Giancarlo Stanton to Giants? Upside vs downside from Marlins perspective

Because we are too cool to allow the games to sustain us and because we all think the purpose of sports is actually not to be the best player but the general manager, the new item on the baseball menu is not the pennant races but “Where should Giancarlo Stanton go?”

The usual suspects are listed – the Yankees, the Giants, the Chunichi Dragons, Real Madrid – and the $295 million still on his contract is not considered an impediment.

But the logic behind the Marlins keeping him is just as clear and more pressing. Namely, Bruce Sherman, the incoming owner, and Derek Jeter, the designated face, did not buy this team and promptly try to make themselves detested by the few people who still care about it.

So far, we know that the monstrous thing in center field (no, not Christian Yelich) is likely to be torn down, and that Stanton is don’t-go-to-the-bathroom-during-his-half-inning entertainment. Beyond that, we know only that the Marlins draw when they win a lot and barely at all the rest of the time.
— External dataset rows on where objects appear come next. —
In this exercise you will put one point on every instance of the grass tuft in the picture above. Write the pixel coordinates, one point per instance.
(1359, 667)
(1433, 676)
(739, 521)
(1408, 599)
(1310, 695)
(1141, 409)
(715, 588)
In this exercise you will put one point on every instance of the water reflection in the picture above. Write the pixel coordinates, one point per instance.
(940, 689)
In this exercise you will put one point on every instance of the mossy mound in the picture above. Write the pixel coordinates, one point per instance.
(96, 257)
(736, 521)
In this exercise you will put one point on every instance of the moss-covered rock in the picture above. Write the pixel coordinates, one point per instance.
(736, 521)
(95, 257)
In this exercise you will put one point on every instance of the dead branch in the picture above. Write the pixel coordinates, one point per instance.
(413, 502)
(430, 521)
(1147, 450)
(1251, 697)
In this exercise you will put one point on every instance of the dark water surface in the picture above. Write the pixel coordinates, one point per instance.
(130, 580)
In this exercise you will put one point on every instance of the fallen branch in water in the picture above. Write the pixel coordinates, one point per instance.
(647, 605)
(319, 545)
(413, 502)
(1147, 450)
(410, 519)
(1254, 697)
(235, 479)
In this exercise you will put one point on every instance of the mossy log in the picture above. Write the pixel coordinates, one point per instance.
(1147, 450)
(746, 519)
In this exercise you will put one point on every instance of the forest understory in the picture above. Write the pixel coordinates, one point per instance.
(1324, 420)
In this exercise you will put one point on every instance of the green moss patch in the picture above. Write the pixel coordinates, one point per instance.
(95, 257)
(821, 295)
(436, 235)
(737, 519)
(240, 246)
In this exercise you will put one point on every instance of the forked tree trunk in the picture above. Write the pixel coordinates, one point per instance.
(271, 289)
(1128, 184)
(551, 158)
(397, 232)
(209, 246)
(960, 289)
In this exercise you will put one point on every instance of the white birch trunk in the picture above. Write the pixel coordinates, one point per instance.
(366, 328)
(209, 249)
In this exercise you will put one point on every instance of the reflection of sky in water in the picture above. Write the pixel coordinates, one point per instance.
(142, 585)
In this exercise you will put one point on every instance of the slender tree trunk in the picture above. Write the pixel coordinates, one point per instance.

They are clearly a distant third in a four-team race with the Dolphins and Heat for people’s hearts, and now that hating Jeffrey Loria’s living guts are off the table for the fans, there really is no there, there.

So what’s the up-side of moving Stanton (and before we go any further, the Giants don’t have nearly enough assets to make that work, so calm the hell down) for the Marlins? Prospects, the dark hole that makes a three-year plan a six-year plan.

And the down-side? Sherman may as well move the team for the level of fun he’ll get from it, and the only reason to buy a team looking at a $60 million loss is for the fun. Besides, onlky a very few owners have ever made the full turn from villain to hero – the first impression almost always lasts forever.

So while Stanton may create immediate wallet relief for this aggressively average team (their current record of 57-61 is the 12th best in their 25-year history, and they’ve only had eight winning seasons ever), they also have nothing to sell the fans that they have to live with every day. And if they don’t have enough fans . . . well, I hear San Jose is always hot for a mediocre franchise that lurches between spending money and hoarding it.